I was shocked at the relief I felt in that short walk, both mental and physical. I had to expend no precious energy just letting passersby know that I am a pleasant person. That I follow the rules. That I’m a member of the club. That I’m likeable. This tag gives me permission to be none of those things. No need to be likeable! Can you imagine? What a relief! I was stunned into giddiness by the liberation that came.
Lesson Two: stop monitoring thinking
On another walk from one venue to another, I became excruciatingly aware of how much of my normal experience is limited to what’s going on in my head. My attention is on the constant chatter going on in there. The story line. The labeling. The complaining. The worrying. The anticipating. Oy-vey. It just goes on and on. I was making the short walk to the dormitory again, a warm cup of coffee in my right hand, the sun bright even as the morning air was still quite cool, the day alive with radiance.
And suddenly tears came, on the verge of sobbing. Brought on, I believe, by my sudden awareness of how infrequently I experience my surroundings as a whole body experience. Oh I see things, for sure; I think I’m moderately observant. But most of the time, everything is filtered through my thinking. On this walk I was looking down at the ground, walking quickly to get to my goal, and letting the cacophony in my head run rampant. I wasn’t seeing anything—or feeling anything. I was merely monitoring thinking, the laziest of mental behaviors. This is where I live.
But at some point in that short walk—maybe it was the hot coffee my hand, the chill on my arms, the raucous call of the jays—I got a jolt, and I knew that this simple moment was what I was here for. I slowed way down. I got the sensation of “just walking.” I lifted my head to the sky, took a deep breath. It was a breath into full-bodied awareness. Just walk; be aware. Don’t engage the chatter, I thought. Ignore it and it will eventually diminish. Be the watcher.
This moment, too, like the moment of not having to be polite to passersby, was liberating. I felt the release. I stopped and gulped the cool air in appreciation of such a simple joy.

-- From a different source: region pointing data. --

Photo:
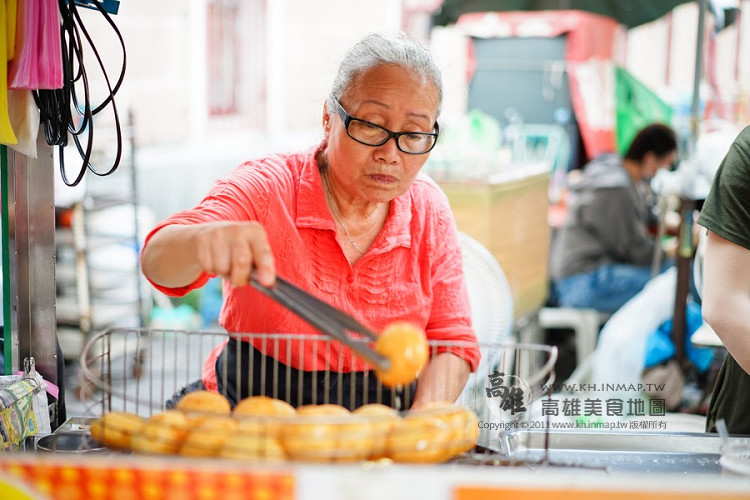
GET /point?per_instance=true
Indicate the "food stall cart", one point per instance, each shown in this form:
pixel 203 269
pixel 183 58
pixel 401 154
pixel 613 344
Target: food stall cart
pixel 578 465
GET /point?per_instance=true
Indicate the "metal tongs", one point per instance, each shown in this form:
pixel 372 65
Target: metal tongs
pixel 324 317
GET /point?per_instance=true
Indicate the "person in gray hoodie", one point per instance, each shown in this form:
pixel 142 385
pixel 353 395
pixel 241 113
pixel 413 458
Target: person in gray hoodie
pixel 601 256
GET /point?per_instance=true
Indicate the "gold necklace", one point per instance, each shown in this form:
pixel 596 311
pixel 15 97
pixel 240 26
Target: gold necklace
pixel 334 211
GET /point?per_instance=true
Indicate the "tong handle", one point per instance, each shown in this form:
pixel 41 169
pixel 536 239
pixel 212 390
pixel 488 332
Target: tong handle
pixel 324 317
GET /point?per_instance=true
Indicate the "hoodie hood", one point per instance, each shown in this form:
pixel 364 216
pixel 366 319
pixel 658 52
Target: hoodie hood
pixel 604 172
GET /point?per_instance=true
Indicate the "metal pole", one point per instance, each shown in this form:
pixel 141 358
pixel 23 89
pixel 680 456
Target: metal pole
pixel 695 110
pixel 34 234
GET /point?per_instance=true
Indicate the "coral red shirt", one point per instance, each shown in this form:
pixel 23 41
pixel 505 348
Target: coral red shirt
pixel 413 271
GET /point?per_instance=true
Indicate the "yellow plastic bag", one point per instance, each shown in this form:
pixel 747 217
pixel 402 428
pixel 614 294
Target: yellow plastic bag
pixel 24 118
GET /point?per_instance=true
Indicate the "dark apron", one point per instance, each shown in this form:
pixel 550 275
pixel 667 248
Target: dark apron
pixel 262 375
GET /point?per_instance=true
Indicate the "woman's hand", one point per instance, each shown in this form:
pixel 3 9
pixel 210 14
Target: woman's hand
pixel 176 255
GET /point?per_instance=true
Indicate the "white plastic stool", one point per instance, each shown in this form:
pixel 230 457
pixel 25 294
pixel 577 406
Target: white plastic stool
pixel 585 323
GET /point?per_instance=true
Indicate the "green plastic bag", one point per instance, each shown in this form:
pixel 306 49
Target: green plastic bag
pixel 636 106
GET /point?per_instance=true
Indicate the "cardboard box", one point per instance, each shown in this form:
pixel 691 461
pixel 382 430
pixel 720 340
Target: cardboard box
pixel 508 215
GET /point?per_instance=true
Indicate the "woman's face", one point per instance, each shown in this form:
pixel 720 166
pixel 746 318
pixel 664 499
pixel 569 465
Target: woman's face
pixel 397 100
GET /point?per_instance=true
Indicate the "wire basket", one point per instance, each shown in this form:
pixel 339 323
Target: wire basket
pixel 163 363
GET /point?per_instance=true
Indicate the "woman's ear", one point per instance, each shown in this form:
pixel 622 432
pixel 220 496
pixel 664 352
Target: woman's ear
pixel 326 120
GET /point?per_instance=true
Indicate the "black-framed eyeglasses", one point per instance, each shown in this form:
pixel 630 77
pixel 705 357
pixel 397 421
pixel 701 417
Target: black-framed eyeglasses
pixel 370 134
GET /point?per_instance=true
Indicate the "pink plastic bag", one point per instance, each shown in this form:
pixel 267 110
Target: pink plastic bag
pixel 6 131
pixel 38 53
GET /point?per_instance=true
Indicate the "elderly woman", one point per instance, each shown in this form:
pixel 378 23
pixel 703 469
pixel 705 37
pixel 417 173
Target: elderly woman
pixel 351 220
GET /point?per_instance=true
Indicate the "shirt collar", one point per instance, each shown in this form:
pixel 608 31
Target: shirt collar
pixel 313 213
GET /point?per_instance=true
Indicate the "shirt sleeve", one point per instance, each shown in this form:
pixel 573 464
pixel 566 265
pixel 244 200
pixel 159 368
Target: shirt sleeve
pixel 242 195
pixel 726 211
pixel 450 319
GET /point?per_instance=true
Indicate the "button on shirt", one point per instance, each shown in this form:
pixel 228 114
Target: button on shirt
pixel 413 271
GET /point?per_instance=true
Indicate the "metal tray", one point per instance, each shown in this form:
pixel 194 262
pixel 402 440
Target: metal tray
pixel 684 452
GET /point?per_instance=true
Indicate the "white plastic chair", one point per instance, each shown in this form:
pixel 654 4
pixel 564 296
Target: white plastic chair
pixel 491 303
pixel 490 295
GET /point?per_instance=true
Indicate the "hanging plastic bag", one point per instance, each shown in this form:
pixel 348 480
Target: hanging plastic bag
pixel 38 60
pixel 10 27
pixel 6 131
pixel 24 409
pixel 24 118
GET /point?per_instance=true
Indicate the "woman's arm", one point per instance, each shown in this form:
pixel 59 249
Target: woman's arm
pixel 726 295
pixel 176 255
pixel 442 379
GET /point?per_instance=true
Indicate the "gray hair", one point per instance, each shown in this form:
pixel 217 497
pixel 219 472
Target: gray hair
pixel 375 50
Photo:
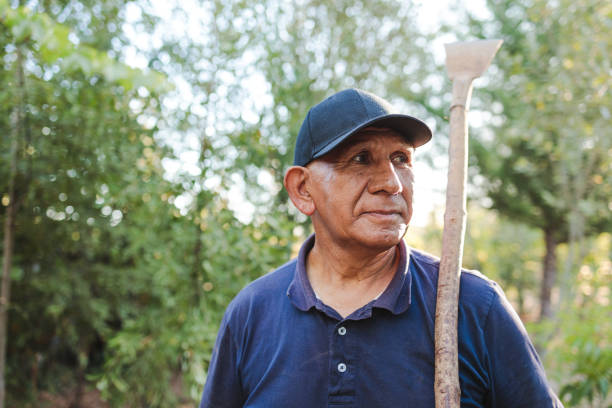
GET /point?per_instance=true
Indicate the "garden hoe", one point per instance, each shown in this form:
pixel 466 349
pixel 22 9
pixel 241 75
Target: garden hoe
pixel 465 61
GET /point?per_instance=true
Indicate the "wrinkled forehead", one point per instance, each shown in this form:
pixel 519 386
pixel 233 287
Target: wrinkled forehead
pixel 368 134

That primal gulp is what a silent retreat is all about. To remind me that there is another way of walking around. And to increase my capacity for being in that “other way” more often. But getting there, I was to find, takes some attention, some practice, and a whole lot of willingness to “be” somewhere other than the inside of my head. That’s why I went on retreat. That’s what I wanted.
I am so grateful to have experienced these gifts of silence. There were more to come, some not quite so easy to endure. The next few days would deepen my capacity for sitting with the committee of chatterers who inhabit my mind, and hone my skills for rising above their clamor. What you find when you get above that clamor is pretty remarkable.
In his small, powerful book called The Art of Stillness, Pico Iyer articulates what drew me to silent retreat:
In an age of speed, I began to think, nothing could be more
invigorating than going slow.
In an age of distraction, nothing can feel more luxurious than paying attention.
And in an age of constant movement, nothing is more urgent than sitting still.